In article <32CA9D...@efgh.net> ab...@efgh.net writes:
>The limit of 1/x as x --> 0 is infinity.
>

John Briggs, VAX system manager, x4411

unread,
Jan 2, 1997, 3:00:00 AM1/2/97
to

In article <32CA9D...@efgh.net>, Anonymous <ab...@efgh.net> writes:
> The limit of 1/x as x --> 0 is infinity.
>
> When you talk about 1/0 directly there is at times a difficulty
> connecting it with the general numerical system. If you wish to be
> sloppy, you can say it is infinity without noting limits.

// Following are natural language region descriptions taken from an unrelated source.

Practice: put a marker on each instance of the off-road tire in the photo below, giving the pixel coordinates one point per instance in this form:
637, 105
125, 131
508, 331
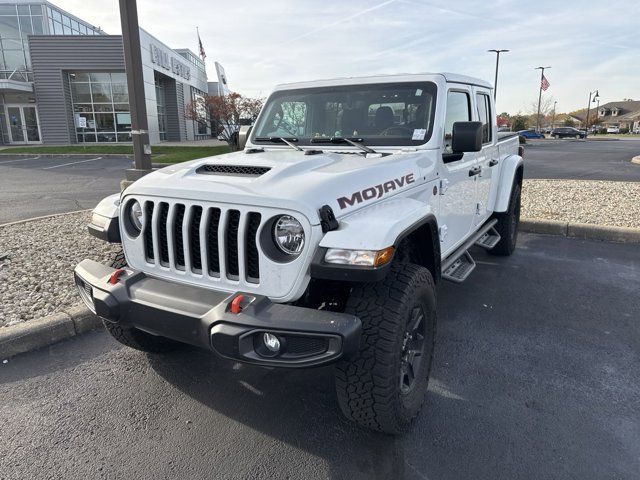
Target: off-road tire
143, 341
507, 225
368, 386
118, 260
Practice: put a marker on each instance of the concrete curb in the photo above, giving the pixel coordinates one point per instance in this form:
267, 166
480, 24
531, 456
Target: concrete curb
7, 152
46, 331
580, 230
18, 222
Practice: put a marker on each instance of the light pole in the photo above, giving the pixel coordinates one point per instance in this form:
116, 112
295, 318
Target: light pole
495, 83
135, 86
586, 120
539, 96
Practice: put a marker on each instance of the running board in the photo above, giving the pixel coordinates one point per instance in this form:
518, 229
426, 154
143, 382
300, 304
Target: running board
489, 239
460, 269
459, 265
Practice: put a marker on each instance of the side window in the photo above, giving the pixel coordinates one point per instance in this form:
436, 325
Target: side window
484, 115
458, 110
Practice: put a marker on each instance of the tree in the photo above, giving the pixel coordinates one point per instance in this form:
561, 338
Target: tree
224, 114
546, 108
518, 122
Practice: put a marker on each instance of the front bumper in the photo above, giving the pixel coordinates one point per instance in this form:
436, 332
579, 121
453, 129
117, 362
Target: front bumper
203, 317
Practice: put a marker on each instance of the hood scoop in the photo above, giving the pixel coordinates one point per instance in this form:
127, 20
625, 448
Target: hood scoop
232, 170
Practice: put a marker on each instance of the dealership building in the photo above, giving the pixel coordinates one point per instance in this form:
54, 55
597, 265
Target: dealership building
63, 81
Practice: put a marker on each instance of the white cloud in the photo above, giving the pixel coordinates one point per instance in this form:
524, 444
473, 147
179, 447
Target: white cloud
591, 45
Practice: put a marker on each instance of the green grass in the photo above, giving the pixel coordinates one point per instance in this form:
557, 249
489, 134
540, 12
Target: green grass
160, 154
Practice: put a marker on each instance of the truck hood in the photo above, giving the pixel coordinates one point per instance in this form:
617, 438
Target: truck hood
304, 183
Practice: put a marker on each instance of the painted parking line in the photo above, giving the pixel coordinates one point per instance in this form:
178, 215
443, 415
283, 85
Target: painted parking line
4, 162
72, 163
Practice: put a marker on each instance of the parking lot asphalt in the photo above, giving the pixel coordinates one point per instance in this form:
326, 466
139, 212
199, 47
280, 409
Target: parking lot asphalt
582, 160
536, 376
31, 186
44, 185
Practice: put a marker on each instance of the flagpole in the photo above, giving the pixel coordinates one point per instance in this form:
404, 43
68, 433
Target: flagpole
539, 96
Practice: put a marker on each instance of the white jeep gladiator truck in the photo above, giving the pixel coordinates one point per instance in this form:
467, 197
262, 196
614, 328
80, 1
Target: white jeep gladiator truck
322, 241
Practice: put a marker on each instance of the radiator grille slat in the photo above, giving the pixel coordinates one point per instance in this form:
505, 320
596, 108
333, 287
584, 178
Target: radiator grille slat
148, 233
177, 236
251, 248
212, 230
162, 233
194, 239
233, 224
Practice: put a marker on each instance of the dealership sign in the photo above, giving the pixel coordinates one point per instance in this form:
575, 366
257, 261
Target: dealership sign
161, 58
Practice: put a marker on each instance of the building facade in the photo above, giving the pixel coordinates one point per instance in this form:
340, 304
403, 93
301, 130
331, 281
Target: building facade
63, 81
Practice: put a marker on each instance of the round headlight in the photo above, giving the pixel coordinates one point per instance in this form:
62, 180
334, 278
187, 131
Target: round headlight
135, 215
289, 235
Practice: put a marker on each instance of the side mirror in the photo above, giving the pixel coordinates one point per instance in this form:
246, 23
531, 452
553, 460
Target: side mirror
243, 136
467, 137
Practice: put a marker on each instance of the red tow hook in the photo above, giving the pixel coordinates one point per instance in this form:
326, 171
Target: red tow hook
113, 279
235, 304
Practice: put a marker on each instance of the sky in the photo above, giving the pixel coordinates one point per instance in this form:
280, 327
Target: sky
589, 45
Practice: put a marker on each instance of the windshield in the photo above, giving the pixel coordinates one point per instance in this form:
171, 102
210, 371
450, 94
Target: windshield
398, 114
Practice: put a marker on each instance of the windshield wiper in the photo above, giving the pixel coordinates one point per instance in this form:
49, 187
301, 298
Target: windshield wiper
356, 142
288, 140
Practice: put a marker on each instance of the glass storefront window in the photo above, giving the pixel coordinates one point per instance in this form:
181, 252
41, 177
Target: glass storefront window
97, 118
101, 92
160, 102
81, 92
7, 9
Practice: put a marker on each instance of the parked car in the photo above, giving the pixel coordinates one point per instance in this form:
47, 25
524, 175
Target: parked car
317, 249
567, 132
530, 134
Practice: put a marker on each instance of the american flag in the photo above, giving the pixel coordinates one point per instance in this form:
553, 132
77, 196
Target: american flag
201, 48
544, 83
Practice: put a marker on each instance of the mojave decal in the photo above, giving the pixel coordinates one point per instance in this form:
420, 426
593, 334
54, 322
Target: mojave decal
375, 192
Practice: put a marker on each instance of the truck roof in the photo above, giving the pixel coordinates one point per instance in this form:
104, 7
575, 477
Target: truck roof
401, 77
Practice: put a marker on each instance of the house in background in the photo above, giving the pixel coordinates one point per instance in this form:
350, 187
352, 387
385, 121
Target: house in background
624, 114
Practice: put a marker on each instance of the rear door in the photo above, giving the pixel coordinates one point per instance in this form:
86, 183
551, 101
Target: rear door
457, 189
488, 157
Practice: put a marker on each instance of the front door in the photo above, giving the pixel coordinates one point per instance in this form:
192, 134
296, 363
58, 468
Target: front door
23, 124
458, 189
488, 158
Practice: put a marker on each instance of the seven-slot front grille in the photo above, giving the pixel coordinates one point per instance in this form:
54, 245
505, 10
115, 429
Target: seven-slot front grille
211, 241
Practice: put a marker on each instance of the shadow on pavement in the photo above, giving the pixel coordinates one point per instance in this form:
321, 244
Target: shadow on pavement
296, 407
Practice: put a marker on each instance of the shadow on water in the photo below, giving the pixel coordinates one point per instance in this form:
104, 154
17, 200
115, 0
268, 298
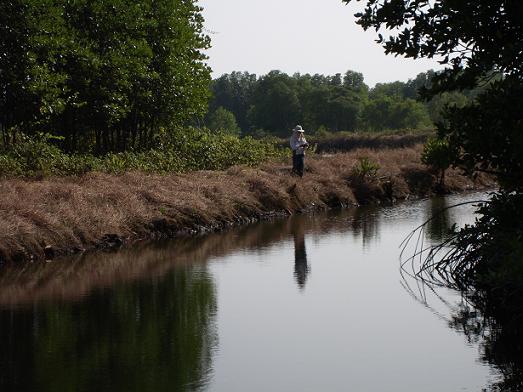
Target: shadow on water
142, 318
499, 336
438, 227
477, 315
137, 337
301, 265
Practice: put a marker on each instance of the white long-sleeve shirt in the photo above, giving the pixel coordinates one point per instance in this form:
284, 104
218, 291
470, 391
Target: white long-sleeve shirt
298, 144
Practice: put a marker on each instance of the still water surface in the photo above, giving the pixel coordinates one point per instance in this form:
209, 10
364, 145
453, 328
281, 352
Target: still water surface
311, 303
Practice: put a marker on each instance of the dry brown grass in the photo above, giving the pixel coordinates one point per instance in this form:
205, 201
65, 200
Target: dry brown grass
76, 213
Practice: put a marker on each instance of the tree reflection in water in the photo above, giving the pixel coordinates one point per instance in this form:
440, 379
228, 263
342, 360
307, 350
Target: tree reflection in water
438, 219
499, 334
149, 335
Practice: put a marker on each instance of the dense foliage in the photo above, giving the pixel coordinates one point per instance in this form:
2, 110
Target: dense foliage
274, 103
181, 150
106, 76
481, 42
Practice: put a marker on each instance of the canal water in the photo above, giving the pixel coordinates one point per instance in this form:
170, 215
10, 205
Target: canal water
311, 303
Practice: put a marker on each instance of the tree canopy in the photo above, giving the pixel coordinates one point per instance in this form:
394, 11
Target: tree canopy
481, 42
105, 74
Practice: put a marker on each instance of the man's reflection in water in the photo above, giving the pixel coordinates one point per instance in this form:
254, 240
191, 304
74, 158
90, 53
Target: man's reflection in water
301, 267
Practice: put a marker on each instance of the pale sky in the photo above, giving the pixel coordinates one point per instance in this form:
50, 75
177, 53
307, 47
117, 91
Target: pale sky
306, 36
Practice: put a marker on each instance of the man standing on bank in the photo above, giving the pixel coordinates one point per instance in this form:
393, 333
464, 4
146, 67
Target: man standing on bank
298, 146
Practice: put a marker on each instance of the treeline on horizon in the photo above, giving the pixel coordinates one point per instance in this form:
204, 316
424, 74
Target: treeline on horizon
97, 77
243, 103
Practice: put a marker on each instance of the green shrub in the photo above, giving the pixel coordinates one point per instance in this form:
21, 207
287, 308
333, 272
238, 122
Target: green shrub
365, 168
438, 155
180, 151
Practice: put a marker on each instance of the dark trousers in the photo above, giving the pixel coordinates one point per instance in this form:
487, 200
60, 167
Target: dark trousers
298, 163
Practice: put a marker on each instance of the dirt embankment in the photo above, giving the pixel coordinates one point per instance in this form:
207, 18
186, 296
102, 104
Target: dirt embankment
46, 218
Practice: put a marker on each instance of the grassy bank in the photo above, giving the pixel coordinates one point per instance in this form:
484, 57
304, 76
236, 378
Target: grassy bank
97, 210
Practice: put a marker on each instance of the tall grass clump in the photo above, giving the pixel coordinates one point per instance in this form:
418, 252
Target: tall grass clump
183, 150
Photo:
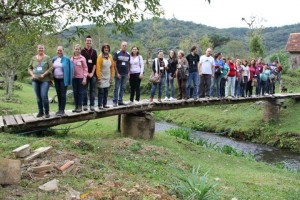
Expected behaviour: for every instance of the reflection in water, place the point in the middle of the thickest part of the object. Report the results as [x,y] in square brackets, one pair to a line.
[264,153]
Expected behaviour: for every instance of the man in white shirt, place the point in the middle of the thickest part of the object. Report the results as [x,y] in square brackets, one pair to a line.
[206,72]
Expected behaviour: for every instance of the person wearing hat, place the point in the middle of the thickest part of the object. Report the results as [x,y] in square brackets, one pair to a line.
[105,70]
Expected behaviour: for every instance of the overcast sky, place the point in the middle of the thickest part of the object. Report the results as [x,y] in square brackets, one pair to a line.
[228,13]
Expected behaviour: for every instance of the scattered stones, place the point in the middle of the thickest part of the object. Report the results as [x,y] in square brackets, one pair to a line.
[22,151]
[36,153]
[50,186]
[72,194]
[42,168]
[10,171]
[67,165]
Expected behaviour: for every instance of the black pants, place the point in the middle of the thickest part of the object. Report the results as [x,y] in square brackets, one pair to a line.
[61,91]
[102,96]
[249,89]
[204,86]
[222,87]
[135,83]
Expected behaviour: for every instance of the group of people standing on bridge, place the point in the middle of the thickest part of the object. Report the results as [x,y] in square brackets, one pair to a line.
[85,71]
[213,76]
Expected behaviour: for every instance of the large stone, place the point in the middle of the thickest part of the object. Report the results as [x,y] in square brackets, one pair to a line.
[272,110]
[139,125]
[10,171]
[22,151]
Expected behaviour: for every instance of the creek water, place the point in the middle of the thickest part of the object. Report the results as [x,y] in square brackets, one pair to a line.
[261,152]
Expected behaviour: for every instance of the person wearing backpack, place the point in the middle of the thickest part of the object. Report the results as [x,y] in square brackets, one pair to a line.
[136,69]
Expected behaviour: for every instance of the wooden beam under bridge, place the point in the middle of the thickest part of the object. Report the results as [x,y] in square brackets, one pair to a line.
[21,122]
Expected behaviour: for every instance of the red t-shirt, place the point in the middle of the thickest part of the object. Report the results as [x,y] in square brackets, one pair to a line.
[232,69]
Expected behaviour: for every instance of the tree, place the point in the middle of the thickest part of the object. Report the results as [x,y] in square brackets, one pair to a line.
[235,48]
[256,46]
[122,13]
[205,43]
[218,40]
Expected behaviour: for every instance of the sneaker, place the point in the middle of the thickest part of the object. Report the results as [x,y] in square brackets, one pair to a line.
[78,110]
[58,113]
[40,115]
[85,108]
[92,108]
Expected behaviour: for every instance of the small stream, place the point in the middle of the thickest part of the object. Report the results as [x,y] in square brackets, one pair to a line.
[261,152]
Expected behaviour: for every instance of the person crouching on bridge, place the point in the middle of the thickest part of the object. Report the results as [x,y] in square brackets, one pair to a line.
[159,69]
[40,68]
[79,77]
[105,70]
[63,74]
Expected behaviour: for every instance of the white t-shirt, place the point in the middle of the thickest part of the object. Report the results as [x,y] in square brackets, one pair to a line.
[136,65]
[206,64]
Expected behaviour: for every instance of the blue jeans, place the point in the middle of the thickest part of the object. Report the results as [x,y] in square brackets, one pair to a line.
[77,91]
[61,91]
[215,81]
[160,87]
[238,91]
[41,89]
[171,82]
[120,88]
[263,87]
[230,84]
[195,78]
[102,96]
[90,86]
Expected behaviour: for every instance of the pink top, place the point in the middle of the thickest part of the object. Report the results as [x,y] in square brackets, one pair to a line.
[80,67]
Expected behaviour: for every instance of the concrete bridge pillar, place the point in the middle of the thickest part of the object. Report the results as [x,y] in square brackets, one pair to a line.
[138,125]
[272,109]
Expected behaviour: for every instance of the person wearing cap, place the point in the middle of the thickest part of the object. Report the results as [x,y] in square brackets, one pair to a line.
[105,70]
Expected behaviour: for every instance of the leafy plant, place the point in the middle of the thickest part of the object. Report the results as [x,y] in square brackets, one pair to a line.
[180,133]
[195,186]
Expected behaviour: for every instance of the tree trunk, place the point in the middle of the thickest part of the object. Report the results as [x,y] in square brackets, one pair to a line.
[9,83]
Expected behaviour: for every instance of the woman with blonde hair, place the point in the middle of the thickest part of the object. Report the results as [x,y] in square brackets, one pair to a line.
[105,71]
[79,77]
[182,74]
[40,68]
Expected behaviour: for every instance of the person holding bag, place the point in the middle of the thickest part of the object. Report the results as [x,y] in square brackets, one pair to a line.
[158,69]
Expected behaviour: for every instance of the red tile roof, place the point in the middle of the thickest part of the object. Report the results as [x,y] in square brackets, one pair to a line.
[293,44]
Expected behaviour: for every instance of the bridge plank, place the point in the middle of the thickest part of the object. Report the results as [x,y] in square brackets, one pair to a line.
[28,118]
[10,120]
[19,119]
[1,122]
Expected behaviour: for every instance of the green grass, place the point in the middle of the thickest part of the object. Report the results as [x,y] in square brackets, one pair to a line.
[110,166]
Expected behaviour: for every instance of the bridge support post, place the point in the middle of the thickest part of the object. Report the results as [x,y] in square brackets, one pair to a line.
[272,109]
[138,125]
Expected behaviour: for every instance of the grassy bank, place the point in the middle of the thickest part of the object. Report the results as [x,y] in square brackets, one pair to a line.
[108,166]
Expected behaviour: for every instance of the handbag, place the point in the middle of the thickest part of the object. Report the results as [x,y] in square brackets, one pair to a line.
[155,79]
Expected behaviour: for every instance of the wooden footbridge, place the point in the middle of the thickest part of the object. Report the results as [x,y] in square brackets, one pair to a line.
[22,122]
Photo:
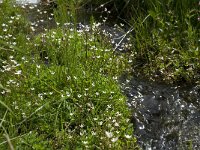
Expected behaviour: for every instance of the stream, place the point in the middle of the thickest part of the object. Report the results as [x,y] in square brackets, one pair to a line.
[165,117]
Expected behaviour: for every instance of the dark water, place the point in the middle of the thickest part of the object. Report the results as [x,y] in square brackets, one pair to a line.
[165,117]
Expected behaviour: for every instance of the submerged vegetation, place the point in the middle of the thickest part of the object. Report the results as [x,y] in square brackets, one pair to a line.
[59,88]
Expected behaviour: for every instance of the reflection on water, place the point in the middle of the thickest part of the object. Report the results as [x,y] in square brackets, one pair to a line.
[165,117]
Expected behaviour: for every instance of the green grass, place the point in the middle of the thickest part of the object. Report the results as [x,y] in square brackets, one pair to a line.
[59,88]
[166,42]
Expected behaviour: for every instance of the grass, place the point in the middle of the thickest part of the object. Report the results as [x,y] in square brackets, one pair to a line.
[165,40]
[59,88]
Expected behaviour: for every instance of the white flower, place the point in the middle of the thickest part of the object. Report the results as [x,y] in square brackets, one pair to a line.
[114,139]
[128,136]
[109,134]
[18,72]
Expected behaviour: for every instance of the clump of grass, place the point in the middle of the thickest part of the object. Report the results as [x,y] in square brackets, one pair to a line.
[59,91]
[166,41]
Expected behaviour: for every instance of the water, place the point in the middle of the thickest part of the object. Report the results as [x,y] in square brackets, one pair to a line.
[165,117]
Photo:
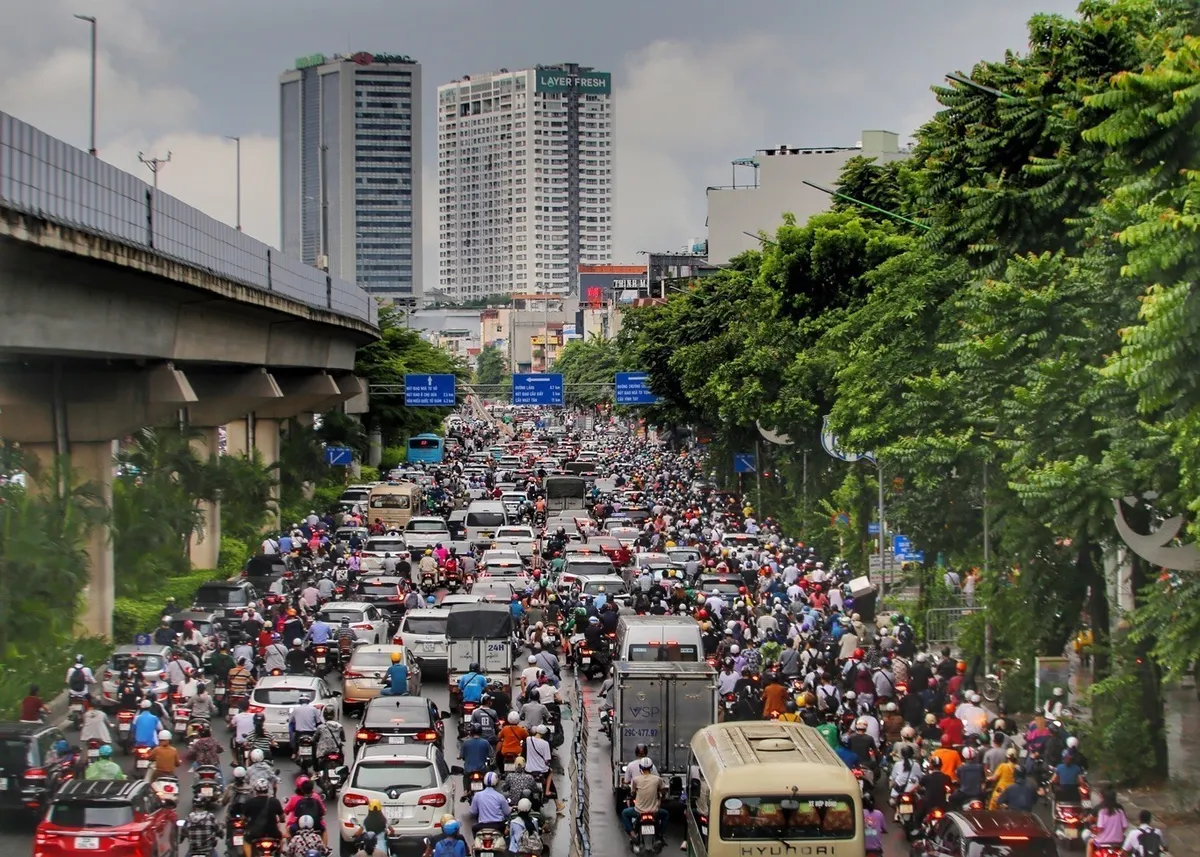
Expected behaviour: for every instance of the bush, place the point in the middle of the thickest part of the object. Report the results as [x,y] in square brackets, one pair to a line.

However, it
> is usually defined in terms of limits.

The limit of 1/x as x --> 0 does not exist. At least not in the reals.

Definition:

The limit of a function f at point x is a number l such that for
every epsilon there is a delta such that for all y != x where
abs(x-y) < delta, abs(f(y)-l) < epsilon.

(real numbers assumed)
(clauses relating to the domain of f omitted for brevity)

One could, I suppose, mess with this definition, using a distance
metric other than abs(x-y) and adding oo to the domain of the metric.
That would allow you to define the limit of 1/x at x=0 as oo.
And it would even allow you to define the limit of 1/x at x=oo as 0.

That wouldn't be the definition of limit I learned in school.
The range of such a limit function wouldn't be the reals.

And, as you point out, it still wouldn't define 1/0.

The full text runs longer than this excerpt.